PLANETSCALE 2025-09-12

Read original ↗

PlanetScale — Postgres High Availability with CDC

Summary

Sam Lambert (PlanetScale CEO, 2025-09-12, re-fetched 2026-04-21) argues that Postgres's logical replication design makes high-availability (HA) and CDC operationally coupled in a way that MySQL's design does not. The load-bearing mechanism is the logical replication slot: a durable, primary-local catalog object that pins WAL on the primary until the subscriber advances it, and whose post-failover eligibility on any standby depends on whether the subscriber has been observed advancing the slot while that standby was following. Postgres 17's failover slots mirror slot state into WAL so candidates can carry it, but eligibility waits on subscriber behaviour the operator doesn't control. The result: a lagging or offline CDC client blocks primary promotion, or forces an operator to promote anyway and break the CDC stream. MySQL's binlog-based CDC — an action log with GTID continuity propagated by every replica — doesn't have this coupling: any suitable server can resume the stream from the consumer's last-known GTID, and switchover completes as soon as a replica is promoted. The post is a substrate-level design critique, not a product launch.

Key takeaways

  • The logical replication slot is the load-bearing primary-local object that couples HA to CDC. "the logical replication slot is a durable, primary-local object that carries two pieces of state: the oldest WAL the slot requires (restart_lsn) and the most recent position the subscriber has confirmed (confirmed_flush_lsn). The presence of that slot pins WAL on the primary until the CDC client advances." WAL accumulation under a lagging consumer is expected; the brittle part is promoting a new primary when the slot can't move with the promotion. (Source: this post.)

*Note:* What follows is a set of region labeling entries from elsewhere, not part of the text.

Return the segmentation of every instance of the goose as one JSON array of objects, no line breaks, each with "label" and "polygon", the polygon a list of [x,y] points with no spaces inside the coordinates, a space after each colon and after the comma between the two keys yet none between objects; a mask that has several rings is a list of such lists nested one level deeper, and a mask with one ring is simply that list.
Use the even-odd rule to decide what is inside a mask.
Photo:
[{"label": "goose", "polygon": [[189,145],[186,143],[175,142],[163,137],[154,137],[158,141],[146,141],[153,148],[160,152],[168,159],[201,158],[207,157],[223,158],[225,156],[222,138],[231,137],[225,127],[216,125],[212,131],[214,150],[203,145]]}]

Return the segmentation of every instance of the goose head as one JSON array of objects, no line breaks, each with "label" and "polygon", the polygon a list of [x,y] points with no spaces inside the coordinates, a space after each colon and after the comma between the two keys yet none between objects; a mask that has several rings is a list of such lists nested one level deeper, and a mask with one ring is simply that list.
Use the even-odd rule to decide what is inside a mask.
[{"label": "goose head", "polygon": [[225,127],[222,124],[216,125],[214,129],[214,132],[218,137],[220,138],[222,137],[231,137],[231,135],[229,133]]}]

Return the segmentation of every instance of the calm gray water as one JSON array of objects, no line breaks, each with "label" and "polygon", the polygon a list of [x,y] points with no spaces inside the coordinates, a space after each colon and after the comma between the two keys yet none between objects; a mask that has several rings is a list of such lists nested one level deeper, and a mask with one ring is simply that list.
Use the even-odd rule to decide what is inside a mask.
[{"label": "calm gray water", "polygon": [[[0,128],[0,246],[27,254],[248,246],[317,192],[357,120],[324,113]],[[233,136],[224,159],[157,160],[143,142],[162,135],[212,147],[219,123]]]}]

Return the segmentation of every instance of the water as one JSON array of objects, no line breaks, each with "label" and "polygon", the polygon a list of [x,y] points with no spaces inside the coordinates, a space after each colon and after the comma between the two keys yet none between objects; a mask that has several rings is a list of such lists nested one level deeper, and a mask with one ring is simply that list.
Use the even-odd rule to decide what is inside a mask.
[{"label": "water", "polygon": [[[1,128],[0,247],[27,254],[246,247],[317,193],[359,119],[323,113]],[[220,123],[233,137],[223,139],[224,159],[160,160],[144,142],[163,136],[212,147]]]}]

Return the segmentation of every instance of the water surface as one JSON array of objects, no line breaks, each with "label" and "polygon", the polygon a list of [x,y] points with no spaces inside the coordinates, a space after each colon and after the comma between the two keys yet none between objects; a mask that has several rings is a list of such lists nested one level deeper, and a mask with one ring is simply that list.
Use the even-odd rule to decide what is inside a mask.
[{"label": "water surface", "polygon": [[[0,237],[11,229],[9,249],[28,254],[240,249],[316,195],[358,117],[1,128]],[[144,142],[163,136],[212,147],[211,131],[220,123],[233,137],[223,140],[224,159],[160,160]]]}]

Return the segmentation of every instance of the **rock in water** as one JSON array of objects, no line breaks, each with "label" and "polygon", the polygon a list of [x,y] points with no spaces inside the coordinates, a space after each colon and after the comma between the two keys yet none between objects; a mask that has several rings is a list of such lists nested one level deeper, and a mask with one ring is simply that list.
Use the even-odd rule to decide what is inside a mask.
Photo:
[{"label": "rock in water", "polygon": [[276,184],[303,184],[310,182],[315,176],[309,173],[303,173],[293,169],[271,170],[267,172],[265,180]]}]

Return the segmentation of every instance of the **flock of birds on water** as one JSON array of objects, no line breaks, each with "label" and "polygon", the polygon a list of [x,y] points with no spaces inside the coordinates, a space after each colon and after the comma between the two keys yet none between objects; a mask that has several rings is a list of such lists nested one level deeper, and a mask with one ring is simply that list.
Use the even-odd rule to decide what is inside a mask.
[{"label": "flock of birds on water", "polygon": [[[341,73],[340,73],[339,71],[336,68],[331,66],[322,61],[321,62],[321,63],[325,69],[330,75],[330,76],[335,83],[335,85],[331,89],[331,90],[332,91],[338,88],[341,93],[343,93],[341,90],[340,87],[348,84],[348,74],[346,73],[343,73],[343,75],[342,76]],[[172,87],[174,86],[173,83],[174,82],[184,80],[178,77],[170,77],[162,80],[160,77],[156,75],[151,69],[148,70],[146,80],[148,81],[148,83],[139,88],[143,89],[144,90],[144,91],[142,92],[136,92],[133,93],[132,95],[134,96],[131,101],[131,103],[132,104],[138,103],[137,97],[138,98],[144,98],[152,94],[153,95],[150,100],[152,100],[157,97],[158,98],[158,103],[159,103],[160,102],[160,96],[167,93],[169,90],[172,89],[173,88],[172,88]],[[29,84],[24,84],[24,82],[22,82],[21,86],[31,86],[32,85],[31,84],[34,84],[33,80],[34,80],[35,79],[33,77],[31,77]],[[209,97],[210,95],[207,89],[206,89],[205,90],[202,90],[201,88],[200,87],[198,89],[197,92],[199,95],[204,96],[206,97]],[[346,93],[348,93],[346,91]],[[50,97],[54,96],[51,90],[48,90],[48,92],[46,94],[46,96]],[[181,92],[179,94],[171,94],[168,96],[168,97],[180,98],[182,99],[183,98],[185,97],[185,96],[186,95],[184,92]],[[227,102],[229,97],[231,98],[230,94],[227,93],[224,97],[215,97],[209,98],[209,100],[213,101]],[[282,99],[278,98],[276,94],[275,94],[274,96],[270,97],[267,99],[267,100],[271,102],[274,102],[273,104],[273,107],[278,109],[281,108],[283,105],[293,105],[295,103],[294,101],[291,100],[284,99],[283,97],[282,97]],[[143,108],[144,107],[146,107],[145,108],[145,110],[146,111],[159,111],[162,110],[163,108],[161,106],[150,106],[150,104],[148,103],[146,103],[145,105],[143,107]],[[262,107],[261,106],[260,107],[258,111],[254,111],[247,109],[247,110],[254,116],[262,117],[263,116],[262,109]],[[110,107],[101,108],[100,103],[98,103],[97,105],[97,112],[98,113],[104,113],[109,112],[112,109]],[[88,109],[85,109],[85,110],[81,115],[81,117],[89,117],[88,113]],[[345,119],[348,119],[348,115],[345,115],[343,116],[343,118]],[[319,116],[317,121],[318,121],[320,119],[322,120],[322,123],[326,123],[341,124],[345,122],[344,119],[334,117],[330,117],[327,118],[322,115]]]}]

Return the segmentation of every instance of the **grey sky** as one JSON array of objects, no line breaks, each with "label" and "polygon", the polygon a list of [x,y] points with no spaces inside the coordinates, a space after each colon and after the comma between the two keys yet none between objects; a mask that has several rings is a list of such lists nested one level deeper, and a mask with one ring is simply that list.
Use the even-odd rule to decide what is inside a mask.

  • Three conditions gate failover readiness for a logical slot on a standby. "The slot is synchronized on the standby, synced = true. The slot's position in the WAL is consistent with the position of the standby, not too far behind or too far ahead. The slot is persistent and not invalidated, temporary = false AND invalidation_reason IS NULL." The second condition is the hard one: standbys that "have never observed real slot progress" are kept ineligible by design to prevent "promoting a node that … would present an inconsistent stream to the subscriber." (Source: this post.)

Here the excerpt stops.